Prof Gershanek’s latest book

In addition, they coordinate the signing of “agreements” that formalize foreign media outlet relations with PRC-CCP propaganda and United Front entities. Member publications must often agree to an umbrella organization policy of “telling China’s story well”—which translates into agreeing to spread the CCP’s ideology and improve the CCP-PRC’s image abroad. Regarding Taiwan, members agree to “positively propagate the political, economic, and social situation on both sides of the Taiwan Strait”; this translates into providing the PRC’s narratives such as Taiwan is a “renegade province” that must be “re-united” with the PRC by any means necessary.

It is important to recognize that these umbrella groups do much more than just host foreign journalists to receive direction on propaganda themes and for training sessions and meetings. For example, CGMCU has opened a Global Editorial Office to (in its words) “streamline the organization and production of media content” in print media and new media (internet- and social media-based) publications. It also seeks to integrate overseas Chinese media globally, and it offers free access to foreign outlets that provide page space for its content. The platform is apparently fed by China’s propaganda platform data centres across the globe.

Q: What can democracies like India, Taiwan and the United States do to combat China’s Media Warfare?

A: Democracies must get serious about publicly identifying the Media Warfare threat and systematically confronting it if they want to survive as democracies. This includes the US, so India and other democracies cannot afford to wait until the US regains the capacity and will to fight this battle: they must act now!

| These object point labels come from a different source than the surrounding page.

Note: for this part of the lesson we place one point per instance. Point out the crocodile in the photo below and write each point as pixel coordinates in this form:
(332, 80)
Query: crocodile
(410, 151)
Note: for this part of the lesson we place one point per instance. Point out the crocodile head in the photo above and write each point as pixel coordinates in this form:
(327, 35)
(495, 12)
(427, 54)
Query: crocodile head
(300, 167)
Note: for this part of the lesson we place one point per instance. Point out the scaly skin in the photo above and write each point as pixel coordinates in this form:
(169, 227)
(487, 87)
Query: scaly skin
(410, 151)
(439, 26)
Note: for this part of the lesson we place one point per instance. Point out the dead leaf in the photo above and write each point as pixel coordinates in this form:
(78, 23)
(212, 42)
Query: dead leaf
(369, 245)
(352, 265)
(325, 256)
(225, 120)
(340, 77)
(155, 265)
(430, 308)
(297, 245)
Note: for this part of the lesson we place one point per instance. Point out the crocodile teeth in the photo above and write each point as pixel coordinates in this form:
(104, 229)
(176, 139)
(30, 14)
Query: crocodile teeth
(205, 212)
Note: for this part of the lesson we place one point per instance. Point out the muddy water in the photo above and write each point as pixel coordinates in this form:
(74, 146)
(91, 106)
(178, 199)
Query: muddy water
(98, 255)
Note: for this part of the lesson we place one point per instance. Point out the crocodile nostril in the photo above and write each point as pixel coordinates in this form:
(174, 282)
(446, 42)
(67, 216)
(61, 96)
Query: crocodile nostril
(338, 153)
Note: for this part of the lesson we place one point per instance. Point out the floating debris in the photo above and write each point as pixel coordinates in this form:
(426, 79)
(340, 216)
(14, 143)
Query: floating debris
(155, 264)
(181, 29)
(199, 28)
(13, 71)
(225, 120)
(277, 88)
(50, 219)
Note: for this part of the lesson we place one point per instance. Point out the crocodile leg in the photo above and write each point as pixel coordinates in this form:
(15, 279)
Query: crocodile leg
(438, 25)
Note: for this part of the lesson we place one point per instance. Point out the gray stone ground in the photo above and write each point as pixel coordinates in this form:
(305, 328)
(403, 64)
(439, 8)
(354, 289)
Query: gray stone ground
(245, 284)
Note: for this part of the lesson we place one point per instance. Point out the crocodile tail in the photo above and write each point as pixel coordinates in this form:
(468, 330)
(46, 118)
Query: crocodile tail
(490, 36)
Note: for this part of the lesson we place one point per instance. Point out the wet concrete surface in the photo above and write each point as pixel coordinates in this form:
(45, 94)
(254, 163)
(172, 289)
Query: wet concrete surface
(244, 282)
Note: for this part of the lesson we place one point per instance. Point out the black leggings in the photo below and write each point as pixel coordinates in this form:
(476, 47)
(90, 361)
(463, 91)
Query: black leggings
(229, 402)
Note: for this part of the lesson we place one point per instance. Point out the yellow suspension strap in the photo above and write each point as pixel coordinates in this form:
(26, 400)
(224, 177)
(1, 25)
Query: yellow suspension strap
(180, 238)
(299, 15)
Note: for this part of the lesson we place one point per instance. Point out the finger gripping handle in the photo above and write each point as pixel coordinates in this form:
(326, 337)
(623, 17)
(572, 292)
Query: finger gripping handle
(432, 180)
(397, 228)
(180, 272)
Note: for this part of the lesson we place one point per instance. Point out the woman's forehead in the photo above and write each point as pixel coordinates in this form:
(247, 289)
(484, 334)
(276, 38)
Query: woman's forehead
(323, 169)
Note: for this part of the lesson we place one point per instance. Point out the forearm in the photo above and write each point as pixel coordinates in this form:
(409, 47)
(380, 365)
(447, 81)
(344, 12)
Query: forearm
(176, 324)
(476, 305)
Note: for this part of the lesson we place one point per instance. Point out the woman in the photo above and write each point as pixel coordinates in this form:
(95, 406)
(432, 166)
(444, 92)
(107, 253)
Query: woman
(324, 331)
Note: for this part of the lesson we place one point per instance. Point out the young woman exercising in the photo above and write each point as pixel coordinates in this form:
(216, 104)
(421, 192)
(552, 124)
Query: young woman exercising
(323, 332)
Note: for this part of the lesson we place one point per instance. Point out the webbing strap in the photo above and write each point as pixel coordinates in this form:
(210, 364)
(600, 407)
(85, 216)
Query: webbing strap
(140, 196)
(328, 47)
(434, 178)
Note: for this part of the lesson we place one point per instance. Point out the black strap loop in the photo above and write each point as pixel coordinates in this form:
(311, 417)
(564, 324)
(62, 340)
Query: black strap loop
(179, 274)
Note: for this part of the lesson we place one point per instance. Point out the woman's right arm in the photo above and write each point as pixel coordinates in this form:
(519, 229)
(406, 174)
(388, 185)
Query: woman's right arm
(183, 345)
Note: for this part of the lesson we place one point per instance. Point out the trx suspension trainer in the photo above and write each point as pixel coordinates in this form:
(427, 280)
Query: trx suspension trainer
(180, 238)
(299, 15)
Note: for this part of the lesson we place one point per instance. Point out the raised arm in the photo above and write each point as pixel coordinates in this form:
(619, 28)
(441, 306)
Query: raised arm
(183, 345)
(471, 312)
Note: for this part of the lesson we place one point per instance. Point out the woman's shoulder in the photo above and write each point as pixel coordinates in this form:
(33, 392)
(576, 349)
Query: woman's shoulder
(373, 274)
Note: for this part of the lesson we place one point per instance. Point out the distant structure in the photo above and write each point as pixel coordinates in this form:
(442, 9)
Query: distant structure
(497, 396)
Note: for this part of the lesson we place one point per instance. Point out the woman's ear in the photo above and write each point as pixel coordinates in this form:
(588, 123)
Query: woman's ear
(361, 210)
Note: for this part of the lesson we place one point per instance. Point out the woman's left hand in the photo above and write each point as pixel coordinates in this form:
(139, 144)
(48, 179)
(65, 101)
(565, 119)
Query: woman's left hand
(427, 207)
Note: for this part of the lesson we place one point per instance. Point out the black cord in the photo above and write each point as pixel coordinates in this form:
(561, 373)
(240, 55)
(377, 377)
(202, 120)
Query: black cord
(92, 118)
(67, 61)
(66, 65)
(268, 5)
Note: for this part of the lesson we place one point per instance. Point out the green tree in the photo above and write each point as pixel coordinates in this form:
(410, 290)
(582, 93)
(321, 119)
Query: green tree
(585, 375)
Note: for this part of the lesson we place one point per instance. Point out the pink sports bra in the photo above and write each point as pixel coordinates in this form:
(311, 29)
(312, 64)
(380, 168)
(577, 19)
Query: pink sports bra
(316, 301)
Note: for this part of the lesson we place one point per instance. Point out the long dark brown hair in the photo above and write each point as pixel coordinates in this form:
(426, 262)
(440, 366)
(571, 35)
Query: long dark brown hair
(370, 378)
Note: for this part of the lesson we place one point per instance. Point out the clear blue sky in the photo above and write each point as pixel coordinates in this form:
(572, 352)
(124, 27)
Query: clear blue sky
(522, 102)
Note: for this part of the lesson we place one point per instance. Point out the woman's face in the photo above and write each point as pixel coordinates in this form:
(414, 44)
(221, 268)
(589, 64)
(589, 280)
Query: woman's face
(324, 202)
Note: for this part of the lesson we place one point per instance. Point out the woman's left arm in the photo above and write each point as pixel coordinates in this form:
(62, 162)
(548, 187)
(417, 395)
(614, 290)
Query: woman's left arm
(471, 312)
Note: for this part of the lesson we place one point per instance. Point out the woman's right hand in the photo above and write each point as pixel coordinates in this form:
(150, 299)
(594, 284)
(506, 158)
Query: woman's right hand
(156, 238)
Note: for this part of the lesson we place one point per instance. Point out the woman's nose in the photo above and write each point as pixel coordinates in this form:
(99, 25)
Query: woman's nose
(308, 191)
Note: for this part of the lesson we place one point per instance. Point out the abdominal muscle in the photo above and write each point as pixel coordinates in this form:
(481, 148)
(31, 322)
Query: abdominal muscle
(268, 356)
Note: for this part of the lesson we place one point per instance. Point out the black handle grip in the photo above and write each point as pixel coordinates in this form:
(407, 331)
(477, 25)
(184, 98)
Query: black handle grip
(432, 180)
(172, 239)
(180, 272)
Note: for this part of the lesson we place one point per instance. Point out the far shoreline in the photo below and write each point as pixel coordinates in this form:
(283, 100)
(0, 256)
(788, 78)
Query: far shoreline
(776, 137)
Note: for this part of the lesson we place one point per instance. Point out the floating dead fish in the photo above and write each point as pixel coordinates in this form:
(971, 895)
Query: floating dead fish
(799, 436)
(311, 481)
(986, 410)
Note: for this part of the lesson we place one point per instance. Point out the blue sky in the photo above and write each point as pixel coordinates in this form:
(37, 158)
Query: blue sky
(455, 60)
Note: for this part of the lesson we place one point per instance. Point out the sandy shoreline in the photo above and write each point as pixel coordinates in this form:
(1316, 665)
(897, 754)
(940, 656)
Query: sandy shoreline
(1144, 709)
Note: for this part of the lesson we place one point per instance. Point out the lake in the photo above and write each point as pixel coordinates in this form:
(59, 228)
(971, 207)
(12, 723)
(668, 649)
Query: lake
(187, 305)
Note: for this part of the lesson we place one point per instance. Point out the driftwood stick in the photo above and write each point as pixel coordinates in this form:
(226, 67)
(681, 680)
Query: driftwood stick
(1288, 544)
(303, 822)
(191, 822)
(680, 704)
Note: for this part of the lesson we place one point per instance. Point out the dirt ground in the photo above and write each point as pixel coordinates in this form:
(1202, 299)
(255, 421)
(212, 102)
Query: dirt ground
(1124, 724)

A prudent first step is to develop a national strategy to counter general PRC political warfare, with appropriate organization, training, manpower, and funding.

A sound second step is to pass legislation that allows for aggressive prosecution of Media Warfare-related activities in order to diminish the offensive power of PRC news media and social media.

Related to legal prosecution, raise the cost of the PRC’s Media Warfare, both to the CCP organs and to those in our countries that engage in such malign influence or facilitate it. To this end, publicly expose covert and overt PRC political warfare operations on a routine basis.

Finally, democracies must encourage academic study and thesis development at government and public education institutions that focus on PRC Media Warfare and how to detect, deter, counter, and defeat the threat. Strong democracies, such as India and Taiwan, should establish regional centres focused on this study and on regional cooperation in combatting the threat.